ABSTRACT
Twenty outpatients who fulfilled the criteria for a diagnosis of schizophrenia and 28 control participants were invited to learn a route through a complex outdoor environment. They were then tested in tasks intended to explore various aspects of their memorized representation of the navigational episode. Compared to controls, the patients showed significant impairment in both the verbal production of route directions and the drawing of sketch maps. They referred to fewer landmarks and provided fewer directional instructions than the controls, while making a greater number of irrelevant comments. When invited to distinguish between photographs showing views of landmarks encountered along the route and distractors, they performed as well as the controls, and they had similar response times. However, when they were presented with pairs of actual photographs taken along the route, they displayed special difficulty in deciding which of the two landmarks was encountered first along the route.
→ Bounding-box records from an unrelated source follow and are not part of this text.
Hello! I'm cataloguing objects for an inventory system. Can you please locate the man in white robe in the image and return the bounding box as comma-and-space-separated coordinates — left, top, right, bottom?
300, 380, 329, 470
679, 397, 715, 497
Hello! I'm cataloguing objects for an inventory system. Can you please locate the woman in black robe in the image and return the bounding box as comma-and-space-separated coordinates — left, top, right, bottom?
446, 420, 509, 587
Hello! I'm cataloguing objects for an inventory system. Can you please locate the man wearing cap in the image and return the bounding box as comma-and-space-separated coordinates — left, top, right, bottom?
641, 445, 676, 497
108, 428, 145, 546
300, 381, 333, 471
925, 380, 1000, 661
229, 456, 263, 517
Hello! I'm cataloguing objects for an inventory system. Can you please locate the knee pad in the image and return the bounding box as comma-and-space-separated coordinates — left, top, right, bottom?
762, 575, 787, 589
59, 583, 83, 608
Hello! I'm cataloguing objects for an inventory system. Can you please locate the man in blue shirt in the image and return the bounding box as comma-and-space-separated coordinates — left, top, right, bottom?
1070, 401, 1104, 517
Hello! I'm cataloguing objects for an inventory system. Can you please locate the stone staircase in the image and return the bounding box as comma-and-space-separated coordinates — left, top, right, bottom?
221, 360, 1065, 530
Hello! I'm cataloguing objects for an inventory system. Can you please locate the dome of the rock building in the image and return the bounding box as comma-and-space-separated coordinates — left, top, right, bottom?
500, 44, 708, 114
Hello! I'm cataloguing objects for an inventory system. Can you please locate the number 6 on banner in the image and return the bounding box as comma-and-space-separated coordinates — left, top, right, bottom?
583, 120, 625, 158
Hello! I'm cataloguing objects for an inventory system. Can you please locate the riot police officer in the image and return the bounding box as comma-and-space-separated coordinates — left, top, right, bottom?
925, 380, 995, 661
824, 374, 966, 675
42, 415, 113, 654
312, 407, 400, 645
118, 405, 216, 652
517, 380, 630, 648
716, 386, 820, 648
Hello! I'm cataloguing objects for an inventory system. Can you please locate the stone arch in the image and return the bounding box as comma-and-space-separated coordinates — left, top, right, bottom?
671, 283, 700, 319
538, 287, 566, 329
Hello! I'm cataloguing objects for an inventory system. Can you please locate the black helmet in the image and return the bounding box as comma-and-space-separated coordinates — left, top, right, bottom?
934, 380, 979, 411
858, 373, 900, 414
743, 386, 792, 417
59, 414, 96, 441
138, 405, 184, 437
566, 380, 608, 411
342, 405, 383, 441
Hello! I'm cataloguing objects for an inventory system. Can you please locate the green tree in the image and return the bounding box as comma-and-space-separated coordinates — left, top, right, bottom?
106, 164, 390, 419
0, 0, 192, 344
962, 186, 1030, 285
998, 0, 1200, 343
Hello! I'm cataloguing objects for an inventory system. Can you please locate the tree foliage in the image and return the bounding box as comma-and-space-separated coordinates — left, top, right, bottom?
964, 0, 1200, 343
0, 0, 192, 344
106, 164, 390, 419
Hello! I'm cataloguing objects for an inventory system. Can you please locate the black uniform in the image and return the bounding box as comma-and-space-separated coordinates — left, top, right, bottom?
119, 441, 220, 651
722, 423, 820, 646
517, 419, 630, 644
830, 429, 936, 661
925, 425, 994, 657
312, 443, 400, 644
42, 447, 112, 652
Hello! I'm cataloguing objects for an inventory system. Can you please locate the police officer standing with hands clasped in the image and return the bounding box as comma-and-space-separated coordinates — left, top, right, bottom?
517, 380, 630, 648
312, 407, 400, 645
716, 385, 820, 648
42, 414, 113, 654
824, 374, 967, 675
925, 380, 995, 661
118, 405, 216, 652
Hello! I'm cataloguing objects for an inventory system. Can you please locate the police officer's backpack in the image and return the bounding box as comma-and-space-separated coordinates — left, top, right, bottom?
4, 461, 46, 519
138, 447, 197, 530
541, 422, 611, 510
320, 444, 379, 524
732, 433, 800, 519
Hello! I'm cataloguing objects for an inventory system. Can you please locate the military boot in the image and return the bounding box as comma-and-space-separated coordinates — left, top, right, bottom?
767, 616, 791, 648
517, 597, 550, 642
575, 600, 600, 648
This difficulty in retrieving the sequential structure of the navigational episode suggests that the patients' memories were not accurately linked to one another in their mental representation of the route. These findings are interpreted in the context of current hypotheses about the hippocampal impairment that affects schizophrenic patients.
Notes
1. The symbolic distance literature commonly refers to the “metric” properties of visuospatial representations on which distance comparisons are executed. Strictly speaking, the term “metric” implies some numerical value combined with a unit of measurement. However, given that comparisons are executed accurately regardless of the scale of a participant's representation, the assumption of an ordinal representation of the distances (rather than the representation of precise distances) is acceptable. It would, therefore, be more appropriate to refer to the concept of “relative metrics.”
2. The contrast between route and survey representations is common in the spatial cognition literature (e.g., CitationDenis & Loomis, 2007). We are aware that drawing a sketch map generates a survey-like graphic representation, but that an accurate map can also be drawn from a route representation in the memory. In other words, people who are drawing a map do not necessarily have to have a survey representation in their mind before they draw the map. It is therefore conceivable that both a verbal description and a sketch map could be based on the same internal route representation.